Monday, Nov. 14, 1949
Working Girl
When she is working, 27-year-old Judy Garland, who has been a Hollywood star for 13 years, gets almost twice as much salary as the President of the U.S. Last week Judy was finding her money harder & harder to earn.
Six months ago, she had worked herself to a frazzle, complicated by insomnia and jitters for which she had long been trying to doctor herself. After she had a series of temperamental blowups on the set of Annie Get Your Gun, M-G-M suspended her and tackled the expensive job of starting all over again with a new star, Betty Hutton. Judy apologized for her behavior and then entered a Boston hospital for a rest cure. Among other things, she needed to put on some weight.
Back in Hollywood for a new film, Summer Stock, Judy found that she was too healthy to squeeze into the clothes fashioned to the studio wardrobe's dummy of her normally 115-lb. figure. She promised to cut down on her health by 15 pounds in time for her first rehearsal.
The deadline arrived, but Judy did not. Three times the studio telephoned her home. On the fourth call came the admission that Judy would not be present: she had dropped only seven pounds.
This was the deadly sin, punishable by Hollywood's defender of the faith, Louella O. Parsons. Wrote Louella last week in her Hearst gossip column: "This is the first time I have ever publicly spanked Judy, but I can't understand her attitude after all that has been done for her."
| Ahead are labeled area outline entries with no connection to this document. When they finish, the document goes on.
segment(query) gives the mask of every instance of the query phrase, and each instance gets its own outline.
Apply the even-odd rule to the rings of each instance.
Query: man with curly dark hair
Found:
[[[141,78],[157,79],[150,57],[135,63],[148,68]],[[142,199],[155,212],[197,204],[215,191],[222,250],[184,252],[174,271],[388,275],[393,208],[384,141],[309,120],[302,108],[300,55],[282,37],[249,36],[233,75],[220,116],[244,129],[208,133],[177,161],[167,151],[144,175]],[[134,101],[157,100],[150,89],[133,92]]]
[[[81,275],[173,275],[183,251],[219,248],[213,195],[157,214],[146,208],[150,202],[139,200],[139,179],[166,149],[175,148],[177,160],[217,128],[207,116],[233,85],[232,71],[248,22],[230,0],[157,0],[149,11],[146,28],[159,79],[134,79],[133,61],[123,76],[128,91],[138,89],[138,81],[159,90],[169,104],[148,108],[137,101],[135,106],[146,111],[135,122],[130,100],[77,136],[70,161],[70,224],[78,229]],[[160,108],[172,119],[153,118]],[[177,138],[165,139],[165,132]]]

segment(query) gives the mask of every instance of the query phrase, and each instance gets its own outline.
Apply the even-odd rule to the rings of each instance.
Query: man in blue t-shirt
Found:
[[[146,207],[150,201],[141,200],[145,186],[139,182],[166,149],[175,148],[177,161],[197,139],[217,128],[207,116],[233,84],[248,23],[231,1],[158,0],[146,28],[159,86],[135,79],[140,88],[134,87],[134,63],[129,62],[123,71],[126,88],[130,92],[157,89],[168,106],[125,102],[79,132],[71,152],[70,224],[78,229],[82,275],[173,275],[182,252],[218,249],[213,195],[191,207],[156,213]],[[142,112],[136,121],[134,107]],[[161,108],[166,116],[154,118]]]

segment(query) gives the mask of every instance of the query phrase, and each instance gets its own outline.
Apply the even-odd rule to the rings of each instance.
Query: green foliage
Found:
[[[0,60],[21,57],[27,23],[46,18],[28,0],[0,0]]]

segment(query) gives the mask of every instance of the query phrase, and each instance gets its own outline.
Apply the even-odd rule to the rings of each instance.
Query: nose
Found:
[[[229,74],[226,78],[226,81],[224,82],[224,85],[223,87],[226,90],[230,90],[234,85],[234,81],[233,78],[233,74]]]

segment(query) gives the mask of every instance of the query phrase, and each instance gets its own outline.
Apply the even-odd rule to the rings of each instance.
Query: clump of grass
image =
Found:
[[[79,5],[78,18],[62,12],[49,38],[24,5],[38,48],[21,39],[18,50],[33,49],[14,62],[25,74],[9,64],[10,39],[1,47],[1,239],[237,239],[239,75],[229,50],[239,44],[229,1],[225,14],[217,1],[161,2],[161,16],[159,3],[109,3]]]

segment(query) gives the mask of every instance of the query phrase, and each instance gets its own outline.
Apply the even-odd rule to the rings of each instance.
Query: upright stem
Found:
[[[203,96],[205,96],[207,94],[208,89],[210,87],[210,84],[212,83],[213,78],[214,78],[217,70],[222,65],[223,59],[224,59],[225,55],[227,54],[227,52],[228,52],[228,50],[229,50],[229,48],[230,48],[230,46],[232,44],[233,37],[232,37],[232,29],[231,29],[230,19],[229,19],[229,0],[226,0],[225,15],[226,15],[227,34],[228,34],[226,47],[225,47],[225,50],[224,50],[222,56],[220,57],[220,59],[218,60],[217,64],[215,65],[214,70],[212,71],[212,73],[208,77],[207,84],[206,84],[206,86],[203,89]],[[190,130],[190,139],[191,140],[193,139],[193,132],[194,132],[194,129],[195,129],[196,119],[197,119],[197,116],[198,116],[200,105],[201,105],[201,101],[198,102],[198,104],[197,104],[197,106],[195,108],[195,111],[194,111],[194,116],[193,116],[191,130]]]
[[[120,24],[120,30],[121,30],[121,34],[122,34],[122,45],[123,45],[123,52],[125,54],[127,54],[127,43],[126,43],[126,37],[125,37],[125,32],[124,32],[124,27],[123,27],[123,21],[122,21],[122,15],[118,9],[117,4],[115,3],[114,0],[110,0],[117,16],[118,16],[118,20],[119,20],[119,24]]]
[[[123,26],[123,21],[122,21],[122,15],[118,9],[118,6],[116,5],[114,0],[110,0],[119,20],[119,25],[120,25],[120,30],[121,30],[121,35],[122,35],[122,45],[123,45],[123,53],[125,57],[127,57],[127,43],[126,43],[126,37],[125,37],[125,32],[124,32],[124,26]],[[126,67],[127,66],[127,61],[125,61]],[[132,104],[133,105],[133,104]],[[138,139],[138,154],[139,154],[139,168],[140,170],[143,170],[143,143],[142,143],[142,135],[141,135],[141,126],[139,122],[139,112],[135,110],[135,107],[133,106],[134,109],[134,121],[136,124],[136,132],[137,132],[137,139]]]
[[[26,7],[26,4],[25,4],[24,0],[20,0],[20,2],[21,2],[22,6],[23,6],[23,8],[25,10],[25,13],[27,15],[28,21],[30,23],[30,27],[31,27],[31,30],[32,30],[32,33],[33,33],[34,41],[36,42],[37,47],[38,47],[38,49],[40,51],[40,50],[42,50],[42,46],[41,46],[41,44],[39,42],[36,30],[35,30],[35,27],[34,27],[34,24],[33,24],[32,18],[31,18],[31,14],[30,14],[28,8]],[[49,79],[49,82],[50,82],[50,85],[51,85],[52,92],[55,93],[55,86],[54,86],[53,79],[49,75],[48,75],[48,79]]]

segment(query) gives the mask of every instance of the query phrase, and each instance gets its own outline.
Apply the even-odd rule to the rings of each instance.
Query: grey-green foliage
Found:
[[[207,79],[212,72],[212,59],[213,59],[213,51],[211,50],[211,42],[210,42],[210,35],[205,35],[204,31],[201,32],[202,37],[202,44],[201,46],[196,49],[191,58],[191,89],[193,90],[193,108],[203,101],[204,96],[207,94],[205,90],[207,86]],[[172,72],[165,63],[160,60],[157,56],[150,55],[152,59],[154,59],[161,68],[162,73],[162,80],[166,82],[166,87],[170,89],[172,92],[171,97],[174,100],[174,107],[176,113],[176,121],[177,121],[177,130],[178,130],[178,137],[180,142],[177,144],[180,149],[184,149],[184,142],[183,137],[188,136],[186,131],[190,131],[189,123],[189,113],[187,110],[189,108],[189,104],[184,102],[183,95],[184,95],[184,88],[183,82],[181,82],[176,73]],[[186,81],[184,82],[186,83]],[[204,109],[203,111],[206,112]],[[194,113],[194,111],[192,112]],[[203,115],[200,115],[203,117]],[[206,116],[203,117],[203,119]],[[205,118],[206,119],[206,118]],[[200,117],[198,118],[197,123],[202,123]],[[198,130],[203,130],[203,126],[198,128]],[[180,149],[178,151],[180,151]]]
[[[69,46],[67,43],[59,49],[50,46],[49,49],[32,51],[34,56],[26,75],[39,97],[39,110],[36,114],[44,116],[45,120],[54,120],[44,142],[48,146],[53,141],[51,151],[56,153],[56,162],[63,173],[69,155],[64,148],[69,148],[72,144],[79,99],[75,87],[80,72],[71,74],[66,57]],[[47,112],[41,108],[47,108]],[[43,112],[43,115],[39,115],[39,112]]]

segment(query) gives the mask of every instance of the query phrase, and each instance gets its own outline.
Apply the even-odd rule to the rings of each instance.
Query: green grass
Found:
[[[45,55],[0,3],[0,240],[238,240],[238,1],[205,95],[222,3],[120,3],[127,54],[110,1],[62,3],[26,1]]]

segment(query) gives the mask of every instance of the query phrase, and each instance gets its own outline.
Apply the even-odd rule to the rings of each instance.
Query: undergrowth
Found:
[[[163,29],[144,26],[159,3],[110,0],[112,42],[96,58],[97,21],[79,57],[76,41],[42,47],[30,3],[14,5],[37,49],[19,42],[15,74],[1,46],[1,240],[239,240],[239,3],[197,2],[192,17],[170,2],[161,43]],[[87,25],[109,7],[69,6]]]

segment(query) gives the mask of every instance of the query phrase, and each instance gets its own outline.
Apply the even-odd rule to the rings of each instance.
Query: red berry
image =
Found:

The same day, presumably after reading Louella's stern blast, a penitent Judy Garland appeared at the studio, gave her solemn promise to take off the eight remaining pounds and to be prompt when she is called to work. Louella promptly forgave her: "Her little flurry of temperament is now yesterday's news, and we're all glad to forget it."
At week's end, having made her peace with M-G-M and with L.O.P., Judy had managed to work off another four pounds in song & dance rehearsals, was plugging away at the last four pounds and hoping very hard to keep everybody happy.